The avalanche response time \((\tau_{\text{A}} )\) is determined for n⁺-n-p-p⁺ DDR IMPATT based on Si, Ge, WzGaN, GaAs and InP at window frequencies of 0.094–30 THz. Dependency of avalanche response time in frequencies is shown in Fig. 4. \(\tau_{\text{A}}\) value of InP is much higher than that of Si, Ge, GaAs and WzGaN. Si- and WzGaN-based IMPATTs are having lowest \(\tau_{\text{A}}\) values and both are close to each other in the range of 0.5–0.9 ps at the corresponding frequencies. GaAs and Ge are having in the range of 1.3–1.8 ps. As Si and WzGaN are having the lowest values, the charge carriers are quickly generating more number of carriers and can produce high frequency power. Due to higher avalanche response time, InP cannot produce high frequency power. However, InP is having highest DC-to-RF conversion efficiencies as shown in Table 1.

Fig. 4

Avalanche response time as a function of frequency

3.2 Drift Response Time Calculation

A comparative drift response time with frequency variation is shown in Fig. 5. In the drift region, InP-based charge carriers are taking less time to reach the n-p junction as compared to its Si, Ge, WzGaN and GaAs counterparts. From the obtained results, it can be understood that though WzGaN and Si have higher drift response time, still those values are close to that of others.

Fig. 5

Dependency of drift response time on frequency

3.3 Drift Capacitance and Resonant Frequency

In the THz band frequencies, drift capacitance and resonant frequency in IMPATT are computed and listed in Tables 2 and 3. The drift capacitance is increasing with frequency for all the materials. Ge-based IMPATT has higher drift capacitance variation from 0.0685  to 0.1113 F, and its WzGaN counterpart is having lower variation from 0.0061 to 0.0142 F. InP is having lower resonant frequencies as compared to others at the corresponding frequencies. From these variations of drift capacitance, we can get an idea about the time constant of the device.

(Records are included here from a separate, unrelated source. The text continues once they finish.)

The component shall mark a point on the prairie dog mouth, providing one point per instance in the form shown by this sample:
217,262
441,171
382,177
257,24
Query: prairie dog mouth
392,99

Table 2 Computed drift capacitance

Table 3 Computed resonant frequency

4 Conclusion

Maximum conversion efficiencies are obtained from the InP-based IMPATT as compared to Si, Ge, GaAs and WzGaN at the THz band of 0.094–30 THz. Since no experimental results are available based on response time determination, inductance and capacitance profiles measurement and efficiency calculation over the entire frequency range of THz band for all the materials, no comparison could be made. However, these results can be helpful for the practical realization of IMPATT and to improve the IMPATT performance based on doping, avalanche and drift widths selection with proper semiconducting material.